Over the past two years, the lines between technical SEO as a pure process and wider marketing practices and functions have become increasingly blurred.

Core Web Vitals is one of the more prominent, with obvious considerations nesting in the intersection between technical SEO (page speed) and user experience. You can read more about Core Web Vitals here.

At the time of writing, we know that Core Web Vitals consists of three metrics; CLS, LCP, and FID. But how often do we come across FID issues when auditing websites?

The answer, it seems, ties in with my own experience, and that’s not often.

The lack of FID issue has also been acknowledged in the most recent HTTPArchive Almanac, whichcovers content management systems (CMSs) and raises the point that most out-of-the-box platforms score well on FID in chapter 16.

In fact, WordPress, Wix, Squarespace, Drupal, TYPO3, Weebly, AEM, and Tilda all scored 90% or above, with only Joomla and 1C-Bitrix below 90% (but even then, they were above 80%).

This lack of FID issue was also addressed by Google in November 2021, when they published an article asking for feedback and for developers to try out the new responsiveness metrics on their production websites.

In order to understand how Google may change FID, or abandon it in favour of other metrics, we need to understand the objective of FID.

FID Objectives

The Objective of FID is to measure the interaction time between the browser and any given website.

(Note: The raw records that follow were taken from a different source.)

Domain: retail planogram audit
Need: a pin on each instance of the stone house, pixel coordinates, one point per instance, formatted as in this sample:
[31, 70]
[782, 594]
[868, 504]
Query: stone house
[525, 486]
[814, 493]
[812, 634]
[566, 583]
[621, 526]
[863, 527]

For example, when a user interacts with the webpage and clicks on a button, FID can quantify the visual response time that a user will experience between action and result.

Typically, the main contributors to a poor FID are:

  • Heavy JS bundles
  • Render-blocking JS
  • Lengthy JS execution times
  • Slow server response times

And to overcome these issues we:

  • Minimize main thread work (where possible)
  • Reduce the request count
  • Reduce the transfer sizes
  • Remove unnecessary third-party scripts and codes from loading
  • Reduce JS execution time by streamlining and removing unnecessarily heavy styling or unused code

So this is great! As SEOs, we know when this issue does arise that we have methods to reduce and resolve it, providing a better user experience in the process.

But the objectives of FID ultimately have to align with the objectives of the Core Web Vitals initiative as a whole. 

Going back to April 2020 and the Web Vitals release post, Philip Walton (Google Engineer) wrote:

Web Vitals is an initiative by Google to provide unified guidance for quality signals that are essential to delivering a great user experience on the web.

This means that to develop a great user experience on the web, these metrics need to remain useful to help keep pushing the boundaries and keep up to date with the frontrunners in user experience delivery.

In the post, Walton includes two key points that mean that this entire post shouldn’t be that much of a surprise:

  • The metrics that constitute Core Web Vitals will evolve over time.
  • The current set of metrics for 2020 (and subsequently 2021) focuses on three aspects of the user experience.

So it’s no surprise that as one metric has lost its usefulness in terms of developing a better web, it will be replaced.

New Measures For Interaction Latency

So what could Google replace it with? In their November 2021 article, they talk about Maximum Event Duration and Total Event Duration as potential candidates.

Both event duration metrics would record from the user interaction (click, keystroke – also known as a hardware timestamp) to when the next paint is completed, after the event itself has been handled.

In instances where the interaction (event) doesn’t cause a new paint update, the metrics will measure from the hardware timestamp to the point when Google is sure that no update will occur.

And for reference, a hardware timestamp is a click, tap, drag, or keyboard input.

Maximum Event Duration

The Maximum Event Duration (MED) metric would quantify and report on the least responsive event within an interaction group.

Total Event Duration

The proposed Total Event Duration (TED) would quantify the sum of all event durations within the interaction group.

Next Steps

Google is actively wanting feedback on these metrics, and provides a JavaScript testing code and feedback mechanism here.

Outside of this, and as general best practices, it’s good to reduce latency on your initial page load and on how it changes and adapts based on user interaction.

By working to reduce any latency delays as much as possible, and applying general site speed best practices, you can be in a more robust position forwhen the new responsiveness metrics come into force.